Standing on the Scale

Standing on the scale

Dear Henry,

Before I got married, many year ago,  I was by all accounts a gym rat, even taking two semesters of “Weightlifting” for my PE requirement with Brandeis’s legendary Coach Covan. His timeless encouragement “Lez go lez go lez go!” Motivates me until today. As part of my intensive gym regiman, I would naturally stand on the scale frequently, to monitor my gains. I took bulking season very seriously, and was very pleased with the results.

Somehow though, after getting married, the gym sessions decreased in number, as did the daily check-ins on the scale. Now that I was married, I was eating a lot more salad, and figured I would naturally remain at my pre-marriage weight. Never did I realize that eating 7 slices per meal of The Better Half’s divine challah every Shabbos might lead to the wrong kind of gains. Seven years later, when living in Albany, I, and my esteemed colleague, challenged some of our college students to a 2 on 2 matchup in basketball. Extremely confident in our own ability, and equally  confident in their lack of ability, I talked a lot of smack leading up to the big game. At first the game went as expected. When my poor opponent tried to shoot the ball over me, I stuffed him like a Thanksgiving turkey. We scored a quick layup, and assumed we were on to a seemingly swift victory. However, on the third possession, I became overwhelmed with exhaustion and fatigue. My opponents, 8 years my junior, seemed to have an unlimited supply of energy. They proceeded to destroy us, and run us off the court. I required a halftime, where I could lay down and rest for 15 minutes. After this humbling experience, I realized, “Wow,I ain’t in my early 20s any more. This body aint what it used to be.” When getting home, I casually stepped on the scale, and realized right away, that my weight, to put it mildly, was not what it used to be.

I proceeded to put a weight logging app on my phone, and every morning I simply logged my weight. To my pleasant surprise, doing this activity, enabled me to lose about ten pounds over the course of three weeks. When I had to be accountable for my weight every morning, I thought twice about what I put in my mouth. But inevitably life would get interupted, I would take a trip to Israel, or an intense Jewish holiday of eating food would appear, and after the trip, or the holiday, I would be too ashamed to step on the scale. I did not want to see what the scale would reveal, so I kept noshing and fressing to my stomach’s content. Then, two years ago, I brought a group of students to Colorado for a week of skiing, and inspiration. On the slopes for the first time in 10 years, with my BFEE, about half way down our first painful run, I told him I needed to pull over and rest. So I sat down on the fluffy snow, enjoying the gorgeous view that the Almighty placed in front of me. After 7 minutes of basking in the cool mountain air, and the surreal scenery around me, I attempted to stand up. I had done maneuevers like this hundreds of times in my teens. But for some reason, now, 10 years later, like Humpty Dumpty himself, I could not get up again. I realized, again, that this body wasn’t what it used to be, and after the trip, I stood on a scale, and started my diet once again, logging my weight every morning.
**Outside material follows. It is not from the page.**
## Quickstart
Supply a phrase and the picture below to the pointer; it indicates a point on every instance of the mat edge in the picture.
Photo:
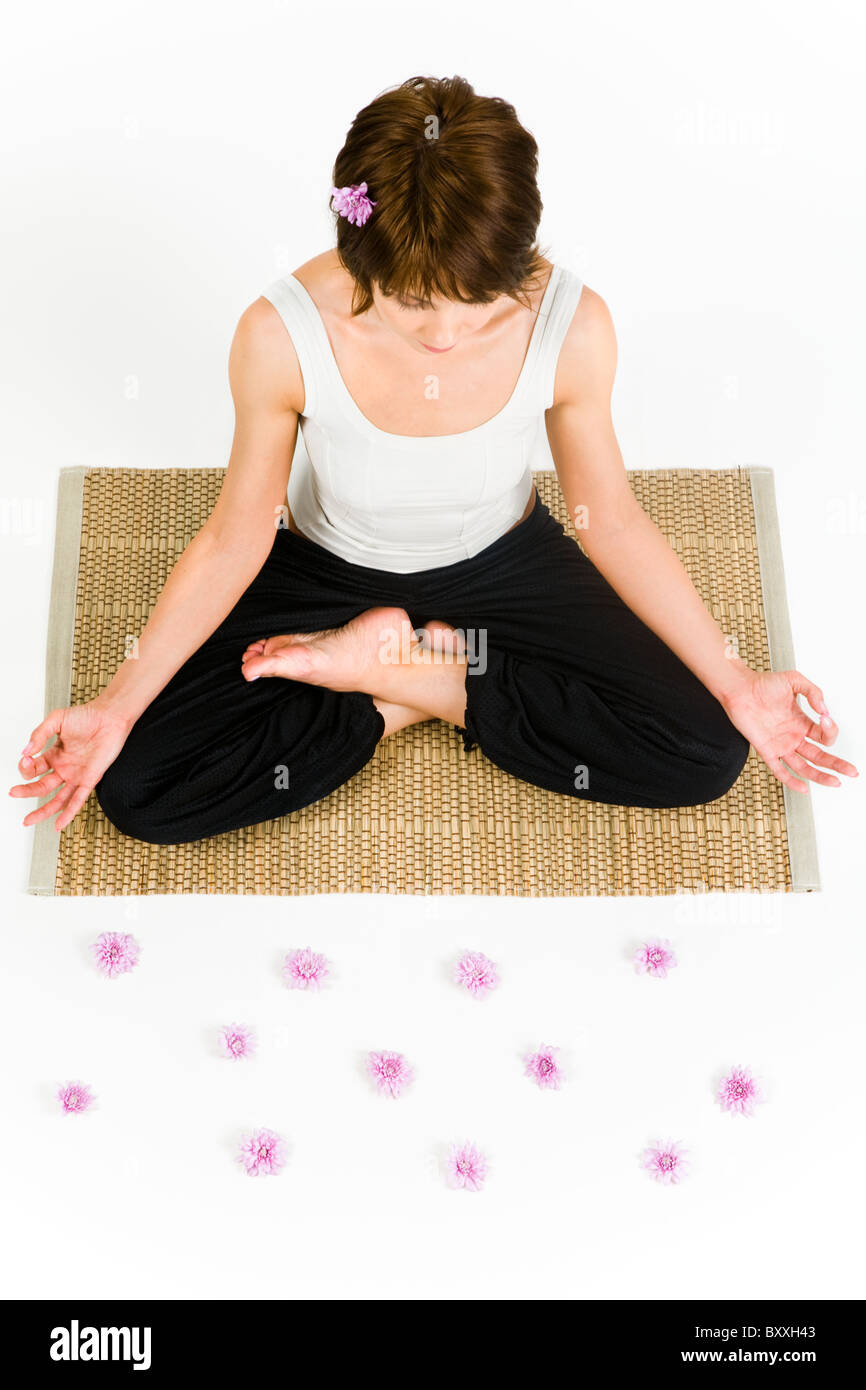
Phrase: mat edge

This cycle continued on sporadically over the past two years. A couple days ago, as I stood on the scale after yet another long hiatus, I realized that this phenomenon also has a deep spiritual lesson. You see, oh Henry, one of the greatest challenges in our service of G-d is simply to build up the guts to stand on the scale. To have the courage to take stock of where we are holding,  and to objectively get a sense of where we are at. Once we know honestly where we are, we can make a plan. We can brainstorm ways to improve ourselves; to be more careful how we treat each other. If we never stop to evaluate how we are doing, we will recklessly continue on the way we are going, continuing our detrimental habits, wasting precious time, slandering others, etc…Only by objectively recognizing where we are, can we do a 180, and get back on track. By standing on the scale I can objectively recognize if I am overweight, and therefore respond by exercising extreme caution by monitoring what goes in my mouth. Similarly, by stepping on the spiritual scale, I can recognize if perhaps I spend too much time on my phone, or I don’t spend enough time with my kids. With that recognition, I can take steps to improve in these areas.

The question is, when is it possible to even stand on this spiritual scale? Is it even possible? I would like to suggest that we have an opportunity to do just this once a week, every week, during Shabbos. From Friday night until Saturday night we put our phones away, desist from regular weekday activity, and don’t go to work. This allows us the opportunity to not only connect to our families, but also to connect to ourselves. To get on the spiritual scale and to get a sense of where we are at, and to make a plan for how to get back on track. All of us– myself, and my thousands, upon thousands, upon thousands, of readers world wide have a lot of areas in which we can improve. But the first step is very simple. We just need to work up the guts to stand on the scale.